Si parla tanto del cinema di una volta e di quanto fosse migliore. Quale era sta attraversando il cinema italiano oggi secondo lei?
“Non penso che esista una cosa migliore di un’altra in un’epoca migliore di un’altra. Non esiste un possibile paragone perché il mondo e la vita sono una cosa a sè sempre. In ogni momento si è stati contemporanei. Io dico che si è vivi: è questa l’unica cosa che conta. Quando un popolo o una comunità è viva, si è avanti e non si può fare il paragone con il passato. Dopo la guerra, soprattutto in Italia, abbiamo avuto un grande cinema. Abbiamo i più grandi film e i più grandi padri che ci hanno insegnato la vita attraverso questo mezzo. Questo basta per poter dire che siamo stati fortunati per essere venuti dopo di loro perchè siamo figli di chi ci ha insegnato la vita col cinema”.
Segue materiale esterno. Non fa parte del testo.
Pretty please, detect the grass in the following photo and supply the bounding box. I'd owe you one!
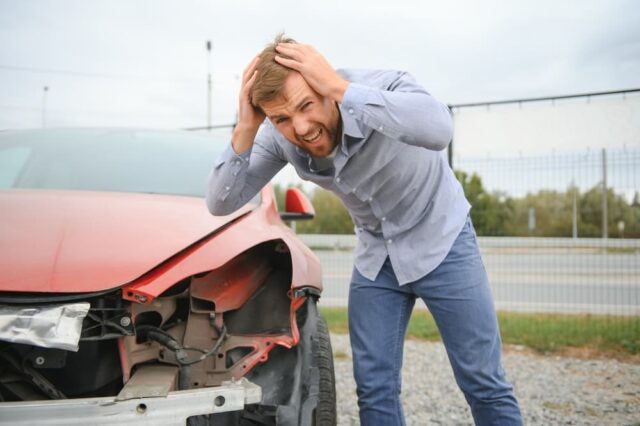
[605,247,638,254]
[320,307,640,359]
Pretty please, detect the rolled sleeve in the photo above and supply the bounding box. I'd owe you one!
[206,126,287,216]
[339,70,452,151]
[342,83,370,114]
[208,145,251,210]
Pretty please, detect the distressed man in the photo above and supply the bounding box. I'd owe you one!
[207,35,522,426]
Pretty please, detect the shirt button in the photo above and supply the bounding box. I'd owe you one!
[336,177,341,183]
[348,108,354,114]
[382,217,387,222]
[225,186,230,191]
[232,171,238,176]
[368,197,373,202]
[378,125,384,131]
[387,239,393,244]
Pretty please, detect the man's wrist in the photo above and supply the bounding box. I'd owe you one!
[231,124,259,154]
[331,79,350,104]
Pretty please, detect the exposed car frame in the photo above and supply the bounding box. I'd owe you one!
[0,129,337,425]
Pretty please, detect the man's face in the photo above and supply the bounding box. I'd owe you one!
[260,72,341,158]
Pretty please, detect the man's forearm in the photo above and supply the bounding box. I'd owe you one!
[231,125,259,155]
[340,71,453,151]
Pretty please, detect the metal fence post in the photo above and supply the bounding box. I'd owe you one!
[602,148,608,240]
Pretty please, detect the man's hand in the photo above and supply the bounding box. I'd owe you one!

A proposito di cinema, sta lavorando su qualcosa di nuovo?
“Stiamo scrivendo la sceneggiatura del prossimo film che vorrei girare fra un anno, se sarà possibile”.
Della cerimonia dei David di Donatello non si sa ancora molto. Ci pensa alla possibilità che possa vincere?
“Ci penso e certo, mi farebbe piacere. Se si potrà presenziare, andrò con grande piacere e applaudirò, se non ho vinto, con grande gioia”.